Он зашел в кафе, сел в угол и заказал себе порцию фруктового мороженого. Дети смеялись шуткам своего преподавателя. Он говорил с ними как с равными, нисколько не подстраиваясь к ним, а, наоборот, ненавязчиво и тактично «подтягивал» их к себе.
Плейшнер вспомнил школы рейха — с их муштрой, истеризмом, страхом перед учителем — и подумал: «Как же я могу желать победы Германии, если нацисты и сюда, в случае их победы, принесут свои обычаи и дети станут маленькими солдатами? Здесь вместо военных игр им предлагают спорт, а девочкам вместо уроков вышивания прививают любовь к музыке. А если бы сюда пришел Гитлер, они бы сидели за столом молчаливые и пожирали глазами своего наставника, а скорее всего, наставницу, и шли бы по улицам строем, а не стайкой, и приветствовали бы друг друга идиотскими криками „Хайль Гитлер“. Наверное, это очень страшно — желать поражения своему отечеству, но я все-таки желаю моему отечеству скорейшего поражения…»
Плейшнер неторопливо доедал мороженое и, улыбаясь, слушал голоса детей. Учитель спросил:
— Поблагодарим хозяина этого прекрасного уголка, который дал нам горячий приют и холодное мороженое? Споем ему нашу песню?
— Да! — ответили дети.
— Ставлю на голосование! Кто против?
— Я, — сказала девочка, рыжеволосая, веснушчатая, с огромными голубыми глазами. — Я против.
— Почему?
В это время дверь кафе отворилась и, отряхивая дождевые капли с плаща, вошел высокий голубоглазый великан — хозяин конспиративной явки. Вместе с ним был худой, подвижный, смуглый крепыш с выразительным, очень сильным скуластым лицом. Плейшнер чуть было не сорвался с места, но вспомнил указание высокого: «Я сам вас узнаю». Плейшнер снова уткнулся в газету, прислушиваясь к разговорам детей.
— Объясни, отчего ты против? — спросил учитель девочку. — Надо уметь отстаивать свою точку зрения. Может быть, ты права, а мы не правы. Помоги нам.

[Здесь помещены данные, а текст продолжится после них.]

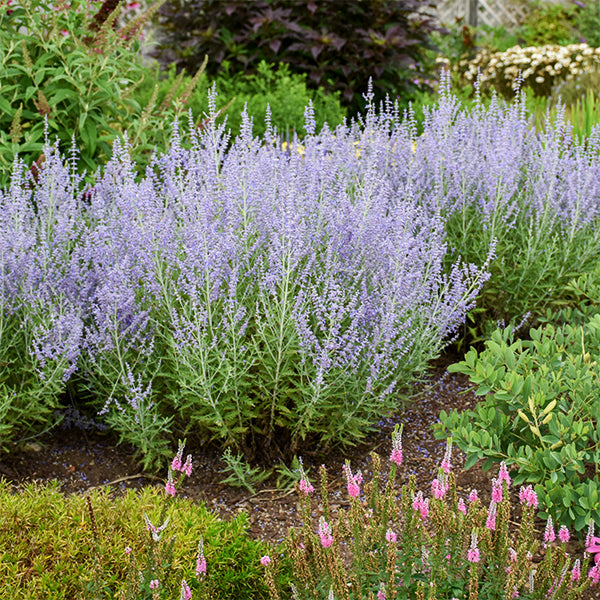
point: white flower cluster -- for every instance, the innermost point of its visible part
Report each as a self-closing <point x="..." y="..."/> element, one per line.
<point x="538" y="67"/>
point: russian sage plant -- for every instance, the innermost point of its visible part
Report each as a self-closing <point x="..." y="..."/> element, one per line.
<point x="40" y="321"/>
<point x="492" y="177"/>
<point x="266" y="294"/>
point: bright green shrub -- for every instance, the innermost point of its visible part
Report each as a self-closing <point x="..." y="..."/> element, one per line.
<point x="69" y="67"/>
<point x="587" y="21"/>
<point x="540" y="413"/>
<point x="286" y="94"/>
<point x="54" y="65"/>
<point x="549" y="23"/>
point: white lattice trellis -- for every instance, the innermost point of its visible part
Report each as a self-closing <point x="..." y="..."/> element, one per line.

— Мама говорит, что после мороженого нельзя петь, — сказала девочка, — можно испортить горло.
— Мама во многом права. Конечно, если мы будем громко петь или кричать на улице — можно испортить горло. Но здесь… Нет, я думаю, здесь ничего страшного с горлом не случится. Впрочем, ты можешь не петь — мы на тебя не будем в обиде.
И учитель первым запел веселую тирольскую песенку. Хозяин кафе вышел из-за стойки и поаплодировал ребятам. Они шумно вышли из кафе, и Плейшнер задумчиво посмотрел им вслед.
«Где-то я видел этого смуглого, — вдруг вспомнил он. — Может быть, я сидел с ним в лагере? Нет… Там я его не видел. Но я его помню. Я его очень хорошо помню».
Видимо, он слишком внимательно рассматривал лицо смуглого человека, потому что человек, заметив это, улыбнулся, и по этой улыбке Плейшнер вспомнил его — как будто увидел кадр из кинофильма. Он даже услышал его голос: «И пусть он подпишет обязательство — во всем быть с фюрером! Во всем! Чтобы он потом не имел возможности кивать на нас и говорить: „Это они виноваты, я был в стороне!“ Сейчас никто не может быть в стороне! Верность или смерть — такова дилемма для немца, который вышел из концлагеря». Это было на второй год войны: его вызвали в гестапо для очередной беседы — профессора вызывали раз в год, как правило весной. И этот маленький смуглый человек зашел в кабинет, послушал его разговор с гестаповцем в форме, который обычно проводил беседы, и сказал зло, истерично эти запомнившиеся Плейшнеру слова. Он пошел тогда к брату — тот еще работал главным врачом, и никто не думал, что через год он умрет. «Их обычная манера, — сказал брат. — Они истеричные слепцы, и, заставляя тебя подписывать декларацию верности, они считают, причем искренне, что оказывают тебе этим огромную честь…»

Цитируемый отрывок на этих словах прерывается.